What a coincidence. On the day after the Walmart Mexican bribery scandal broke across the globe, a story praising Walmart as an employer appeared as one of the 65 articles with photos that rotate in the box which serves as visual focus of the Yahoo! home page

The supposedly autobiographical story spun by Travis Okulski, a staff writer for a business news website called Business Insider, is a management fantasy: a guy who loved working at Walmart for $9 an hour and everyone he met on the job who didn’t like Walmart was a lousy worker or wanted something for nothing.

Okulski gushes over the level of difficulty of the job application form and interview; the extensive training in customer service that employees receive; the sense of ownership that Walmart tries to indoctrinate in employees; and the positive way that management recognizes employees with promotions and salary increase.  Of course, Mr. Okulski declines to tell us what his last salary was after working two years for the retail leviathan, nor if he ever compared his paycheck with those of women doing the same job.

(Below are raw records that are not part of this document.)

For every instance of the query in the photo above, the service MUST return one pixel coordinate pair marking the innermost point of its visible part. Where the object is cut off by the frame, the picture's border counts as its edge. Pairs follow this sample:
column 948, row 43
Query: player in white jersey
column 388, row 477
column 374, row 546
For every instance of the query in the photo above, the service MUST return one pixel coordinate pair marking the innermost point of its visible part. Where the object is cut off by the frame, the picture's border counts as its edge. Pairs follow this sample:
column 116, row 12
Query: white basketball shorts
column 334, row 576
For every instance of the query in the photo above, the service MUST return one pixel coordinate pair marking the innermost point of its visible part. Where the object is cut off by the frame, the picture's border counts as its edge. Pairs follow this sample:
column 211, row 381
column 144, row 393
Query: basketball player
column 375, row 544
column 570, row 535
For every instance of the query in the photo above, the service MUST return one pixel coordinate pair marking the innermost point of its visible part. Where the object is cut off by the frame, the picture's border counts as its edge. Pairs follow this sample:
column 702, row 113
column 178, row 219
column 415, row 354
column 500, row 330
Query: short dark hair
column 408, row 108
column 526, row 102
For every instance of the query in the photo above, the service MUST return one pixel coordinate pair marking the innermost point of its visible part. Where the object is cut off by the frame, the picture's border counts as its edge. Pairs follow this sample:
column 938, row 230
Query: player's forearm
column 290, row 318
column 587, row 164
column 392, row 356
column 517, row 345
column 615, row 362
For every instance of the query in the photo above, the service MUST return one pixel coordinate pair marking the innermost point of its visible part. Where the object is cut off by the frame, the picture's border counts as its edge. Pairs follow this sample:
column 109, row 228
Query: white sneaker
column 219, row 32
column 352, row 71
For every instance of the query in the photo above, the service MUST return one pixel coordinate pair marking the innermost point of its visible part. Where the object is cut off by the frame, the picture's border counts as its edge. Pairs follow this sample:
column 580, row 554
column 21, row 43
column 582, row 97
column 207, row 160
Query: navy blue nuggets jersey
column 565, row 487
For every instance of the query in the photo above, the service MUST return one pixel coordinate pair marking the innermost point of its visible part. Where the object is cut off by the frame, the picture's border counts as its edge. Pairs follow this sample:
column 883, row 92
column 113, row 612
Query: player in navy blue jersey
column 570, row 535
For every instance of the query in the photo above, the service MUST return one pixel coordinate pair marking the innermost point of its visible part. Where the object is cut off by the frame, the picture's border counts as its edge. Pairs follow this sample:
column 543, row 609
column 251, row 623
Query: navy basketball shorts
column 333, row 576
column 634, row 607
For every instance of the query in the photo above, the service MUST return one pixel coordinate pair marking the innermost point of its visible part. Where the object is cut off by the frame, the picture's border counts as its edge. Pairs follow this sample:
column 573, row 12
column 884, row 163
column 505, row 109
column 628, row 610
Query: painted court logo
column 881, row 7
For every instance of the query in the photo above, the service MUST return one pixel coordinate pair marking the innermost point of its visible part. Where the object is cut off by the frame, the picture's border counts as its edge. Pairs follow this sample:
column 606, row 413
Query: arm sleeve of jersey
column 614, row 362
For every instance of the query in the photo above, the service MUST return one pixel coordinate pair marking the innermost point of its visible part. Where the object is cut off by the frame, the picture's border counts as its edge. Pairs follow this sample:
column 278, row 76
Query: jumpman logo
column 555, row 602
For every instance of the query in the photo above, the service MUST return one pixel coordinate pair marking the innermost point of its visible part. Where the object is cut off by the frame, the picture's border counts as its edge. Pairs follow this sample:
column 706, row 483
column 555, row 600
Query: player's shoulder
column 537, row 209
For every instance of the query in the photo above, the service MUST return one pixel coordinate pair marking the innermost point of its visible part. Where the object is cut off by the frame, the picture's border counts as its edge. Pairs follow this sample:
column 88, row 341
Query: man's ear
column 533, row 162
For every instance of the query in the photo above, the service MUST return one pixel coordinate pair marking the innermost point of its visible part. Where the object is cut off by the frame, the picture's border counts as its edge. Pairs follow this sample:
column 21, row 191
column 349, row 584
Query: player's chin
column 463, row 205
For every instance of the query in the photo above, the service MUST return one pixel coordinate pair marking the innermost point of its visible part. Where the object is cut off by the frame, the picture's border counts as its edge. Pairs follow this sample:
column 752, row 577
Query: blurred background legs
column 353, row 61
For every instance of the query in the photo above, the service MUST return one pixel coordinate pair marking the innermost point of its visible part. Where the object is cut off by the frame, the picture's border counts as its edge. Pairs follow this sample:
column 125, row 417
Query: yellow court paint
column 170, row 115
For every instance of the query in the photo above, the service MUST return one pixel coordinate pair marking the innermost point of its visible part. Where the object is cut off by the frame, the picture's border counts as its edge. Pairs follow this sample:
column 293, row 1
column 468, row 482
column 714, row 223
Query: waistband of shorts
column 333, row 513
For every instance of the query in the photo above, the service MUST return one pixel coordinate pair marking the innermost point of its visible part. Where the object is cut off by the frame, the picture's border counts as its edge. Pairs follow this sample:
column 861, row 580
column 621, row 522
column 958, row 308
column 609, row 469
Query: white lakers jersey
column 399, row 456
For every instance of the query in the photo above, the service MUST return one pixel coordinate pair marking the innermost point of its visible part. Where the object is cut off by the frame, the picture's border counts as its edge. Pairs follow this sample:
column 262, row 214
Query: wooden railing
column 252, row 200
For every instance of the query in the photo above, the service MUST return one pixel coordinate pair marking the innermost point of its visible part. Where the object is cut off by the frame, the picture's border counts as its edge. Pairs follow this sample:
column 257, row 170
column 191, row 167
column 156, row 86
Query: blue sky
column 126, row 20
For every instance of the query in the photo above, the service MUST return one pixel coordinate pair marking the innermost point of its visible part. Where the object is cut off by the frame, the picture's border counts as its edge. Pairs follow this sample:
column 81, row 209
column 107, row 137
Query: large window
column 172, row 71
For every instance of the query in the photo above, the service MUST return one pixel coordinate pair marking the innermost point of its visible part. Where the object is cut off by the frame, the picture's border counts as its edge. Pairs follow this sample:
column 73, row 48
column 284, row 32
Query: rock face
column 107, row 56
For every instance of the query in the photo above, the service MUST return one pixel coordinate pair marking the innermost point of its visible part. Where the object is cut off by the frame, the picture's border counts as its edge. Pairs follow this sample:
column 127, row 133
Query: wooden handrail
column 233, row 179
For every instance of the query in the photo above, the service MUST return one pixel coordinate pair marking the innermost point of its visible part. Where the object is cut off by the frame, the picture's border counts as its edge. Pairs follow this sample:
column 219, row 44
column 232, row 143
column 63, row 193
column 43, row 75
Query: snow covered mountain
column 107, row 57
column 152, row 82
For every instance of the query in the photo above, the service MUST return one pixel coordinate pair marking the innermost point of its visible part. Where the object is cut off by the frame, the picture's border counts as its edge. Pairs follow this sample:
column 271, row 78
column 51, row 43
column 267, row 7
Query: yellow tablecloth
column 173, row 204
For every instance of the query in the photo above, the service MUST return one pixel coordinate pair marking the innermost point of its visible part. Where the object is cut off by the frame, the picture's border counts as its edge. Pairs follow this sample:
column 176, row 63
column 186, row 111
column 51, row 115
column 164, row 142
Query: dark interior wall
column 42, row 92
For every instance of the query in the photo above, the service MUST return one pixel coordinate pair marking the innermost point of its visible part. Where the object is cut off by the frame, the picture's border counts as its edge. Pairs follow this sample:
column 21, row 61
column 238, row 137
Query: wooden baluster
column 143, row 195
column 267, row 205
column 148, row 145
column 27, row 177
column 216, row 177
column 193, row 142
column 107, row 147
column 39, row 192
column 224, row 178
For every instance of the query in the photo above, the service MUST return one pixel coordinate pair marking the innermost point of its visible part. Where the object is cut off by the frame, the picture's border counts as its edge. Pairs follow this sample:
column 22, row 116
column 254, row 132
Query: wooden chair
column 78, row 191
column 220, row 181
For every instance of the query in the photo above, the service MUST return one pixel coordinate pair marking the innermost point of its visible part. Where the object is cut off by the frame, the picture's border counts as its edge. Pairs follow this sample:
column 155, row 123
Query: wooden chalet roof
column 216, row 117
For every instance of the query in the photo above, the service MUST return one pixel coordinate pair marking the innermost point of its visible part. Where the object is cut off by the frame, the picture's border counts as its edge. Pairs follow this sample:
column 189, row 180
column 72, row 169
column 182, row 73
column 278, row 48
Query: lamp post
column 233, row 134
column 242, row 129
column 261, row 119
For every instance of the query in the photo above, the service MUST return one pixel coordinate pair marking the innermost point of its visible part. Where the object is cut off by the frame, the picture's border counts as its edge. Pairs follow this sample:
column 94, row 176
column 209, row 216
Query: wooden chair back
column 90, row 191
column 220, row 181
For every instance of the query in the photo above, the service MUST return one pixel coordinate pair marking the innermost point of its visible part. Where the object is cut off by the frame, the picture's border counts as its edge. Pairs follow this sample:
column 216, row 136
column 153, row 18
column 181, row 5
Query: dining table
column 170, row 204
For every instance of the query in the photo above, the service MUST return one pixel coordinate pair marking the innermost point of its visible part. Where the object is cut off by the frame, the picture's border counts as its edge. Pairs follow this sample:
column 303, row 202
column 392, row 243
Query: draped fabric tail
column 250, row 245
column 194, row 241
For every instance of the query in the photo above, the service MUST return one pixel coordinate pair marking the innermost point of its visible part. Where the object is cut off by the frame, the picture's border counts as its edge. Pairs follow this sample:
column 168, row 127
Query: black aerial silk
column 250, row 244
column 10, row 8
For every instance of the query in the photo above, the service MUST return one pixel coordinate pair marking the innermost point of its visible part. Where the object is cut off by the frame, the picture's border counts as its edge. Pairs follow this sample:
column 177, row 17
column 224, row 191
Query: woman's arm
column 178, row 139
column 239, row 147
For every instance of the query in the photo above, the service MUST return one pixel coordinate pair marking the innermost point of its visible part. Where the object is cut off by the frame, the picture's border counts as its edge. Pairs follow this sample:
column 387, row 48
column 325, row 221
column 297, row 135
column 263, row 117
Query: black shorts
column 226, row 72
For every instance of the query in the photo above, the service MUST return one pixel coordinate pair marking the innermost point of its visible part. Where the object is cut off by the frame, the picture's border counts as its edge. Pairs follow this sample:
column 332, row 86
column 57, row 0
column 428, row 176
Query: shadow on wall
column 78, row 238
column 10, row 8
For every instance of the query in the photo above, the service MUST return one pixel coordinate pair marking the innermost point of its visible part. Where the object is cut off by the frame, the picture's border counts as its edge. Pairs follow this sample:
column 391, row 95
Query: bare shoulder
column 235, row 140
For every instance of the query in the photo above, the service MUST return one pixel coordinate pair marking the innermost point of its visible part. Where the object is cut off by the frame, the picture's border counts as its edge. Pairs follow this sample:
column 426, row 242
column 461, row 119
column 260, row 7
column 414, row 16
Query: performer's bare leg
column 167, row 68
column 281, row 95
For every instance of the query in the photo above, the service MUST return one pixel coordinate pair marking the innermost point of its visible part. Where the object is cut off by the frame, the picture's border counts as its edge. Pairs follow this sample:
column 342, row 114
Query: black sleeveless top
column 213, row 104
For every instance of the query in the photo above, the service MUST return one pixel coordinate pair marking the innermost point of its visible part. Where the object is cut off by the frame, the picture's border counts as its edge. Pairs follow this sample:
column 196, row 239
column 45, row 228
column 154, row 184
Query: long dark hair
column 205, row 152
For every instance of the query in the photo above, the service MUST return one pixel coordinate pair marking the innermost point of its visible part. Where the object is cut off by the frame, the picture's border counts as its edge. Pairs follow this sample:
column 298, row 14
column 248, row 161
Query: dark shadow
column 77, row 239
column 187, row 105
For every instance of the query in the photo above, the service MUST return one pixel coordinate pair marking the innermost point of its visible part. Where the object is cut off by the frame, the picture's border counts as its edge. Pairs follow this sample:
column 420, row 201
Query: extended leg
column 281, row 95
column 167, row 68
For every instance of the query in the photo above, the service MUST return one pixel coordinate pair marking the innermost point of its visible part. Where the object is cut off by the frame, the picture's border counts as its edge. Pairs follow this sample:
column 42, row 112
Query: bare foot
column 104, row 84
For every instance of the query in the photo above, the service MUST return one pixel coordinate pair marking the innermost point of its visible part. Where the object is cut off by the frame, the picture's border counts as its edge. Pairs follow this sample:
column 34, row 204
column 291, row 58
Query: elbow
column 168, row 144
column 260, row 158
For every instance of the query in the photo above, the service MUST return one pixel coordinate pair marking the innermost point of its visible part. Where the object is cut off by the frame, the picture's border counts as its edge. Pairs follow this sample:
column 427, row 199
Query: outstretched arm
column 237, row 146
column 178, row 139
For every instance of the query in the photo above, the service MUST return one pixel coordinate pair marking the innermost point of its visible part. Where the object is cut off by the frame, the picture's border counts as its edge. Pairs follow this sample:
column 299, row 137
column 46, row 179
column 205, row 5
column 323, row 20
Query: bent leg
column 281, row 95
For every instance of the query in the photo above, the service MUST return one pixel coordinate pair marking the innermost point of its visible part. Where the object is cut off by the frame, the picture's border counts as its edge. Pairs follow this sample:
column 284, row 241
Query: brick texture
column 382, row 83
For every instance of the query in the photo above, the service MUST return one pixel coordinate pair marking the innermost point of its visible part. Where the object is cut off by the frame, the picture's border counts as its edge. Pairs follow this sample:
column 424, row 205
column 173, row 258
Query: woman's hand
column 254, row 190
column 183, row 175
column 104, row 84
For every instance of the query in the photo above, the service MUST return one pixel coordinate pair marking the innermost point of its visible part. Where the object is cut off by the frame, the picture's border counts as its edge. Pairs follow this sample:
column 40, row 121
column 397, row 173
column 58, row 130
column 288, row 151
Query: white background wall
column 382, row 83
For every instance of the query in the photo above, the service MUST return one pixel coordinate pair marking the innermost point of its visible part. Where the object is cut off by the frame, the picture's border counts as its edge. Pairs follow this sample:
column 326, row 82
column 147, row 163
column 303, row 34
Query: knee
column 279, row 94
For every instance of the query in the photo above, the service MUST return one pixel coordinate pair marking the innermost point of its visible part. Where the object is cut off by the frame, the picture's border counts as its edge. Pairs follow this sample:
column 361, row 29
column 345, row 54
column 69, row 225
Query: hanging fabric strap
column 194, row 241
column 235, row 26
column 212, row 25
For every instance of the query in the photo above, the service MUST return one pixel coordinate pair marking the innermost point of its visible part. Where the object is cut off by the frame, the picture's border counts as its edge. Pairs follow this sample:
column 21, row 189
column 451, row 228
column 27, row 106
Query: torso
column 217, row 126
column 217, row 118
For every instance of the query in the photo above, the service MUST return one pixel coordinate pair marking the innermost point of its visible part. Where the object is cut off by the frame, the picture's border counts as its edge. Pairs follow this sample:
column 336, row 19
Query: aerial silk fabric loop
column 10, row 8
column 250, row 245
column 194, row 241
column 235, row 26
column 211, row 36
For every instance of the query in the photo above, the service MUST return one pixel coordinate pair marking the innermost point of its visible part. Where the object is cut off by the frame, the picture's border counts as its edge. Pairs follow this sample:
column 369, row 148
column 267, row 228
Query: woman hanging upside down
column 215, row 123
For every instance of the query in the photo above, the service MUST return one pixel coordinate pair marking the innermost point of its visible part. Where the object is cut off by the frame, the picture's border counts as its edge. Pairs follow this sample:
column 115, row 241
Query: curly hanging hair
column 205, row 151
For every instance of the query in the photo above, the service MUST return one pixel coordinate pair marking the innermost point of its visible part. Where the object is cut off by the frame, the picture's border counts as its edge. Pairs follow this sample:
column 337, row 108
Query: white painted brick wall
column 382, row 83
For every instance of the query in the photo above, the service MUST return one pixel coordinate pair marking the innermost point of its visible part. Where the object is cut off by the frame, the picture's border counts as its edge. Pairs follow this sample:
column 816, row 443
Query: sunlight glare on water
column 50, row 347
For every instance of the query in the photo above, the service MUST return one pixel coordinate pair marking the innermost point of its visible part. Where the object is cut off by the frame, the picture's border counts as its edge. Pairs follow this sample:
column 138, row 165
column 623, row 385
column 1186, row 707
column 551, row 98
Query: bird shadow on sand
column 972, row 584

Of course into every workers’ paradise a little rain must fall.  Okulski identifies the rainers on the Walmart parade as lazy workers:

Some fellow associates seemed content to do the bare minimum and didn’t go anywhere in the company because of it. In fact, they are still at the same level.

In my opinion, these are also the employees that you hear speaking negatively of Walmart’s employment practices. They want something for nothing from the company and they aren’t getting it.

It’s one of the shoddiest and moist transparent propaganda jobs I have seen in many a moon.  Usually when business and right-wing writers make scurrilous claims about a group or class of workers, they provide little anecdotes.  Okulski doesn’t even bother with this standard propaganda technique, but just gives the pro-Walmart, anti-employee message.  Nor does he reference what he means by “speaking negatively of Walmart’s employment practices.” Don’t you think he’s referring to the countless lawsuits against Walmart that the behemoth has spent multi-millions of dollars to fight.

The article reminds me of an old Lenny Bruce joke in which the innovative comic says he asks the bellhop in a hotel to send up a prostitute and a writer answers the door. And judging from the comments left by about a third of those who commented below the article, many people agree with my view that the Okulski article is little more than a PR effort by Walmart or some entity close to Walmart.

But forget about the hack Okulski! What does placing this article into its premier rotation say about Yahoo! Was it an editor’s decision or the impact of a WalMart campaign to drive the article to the top of the most read lists?  Either way, it does not speak well for Yahoo! that it published this claptrap.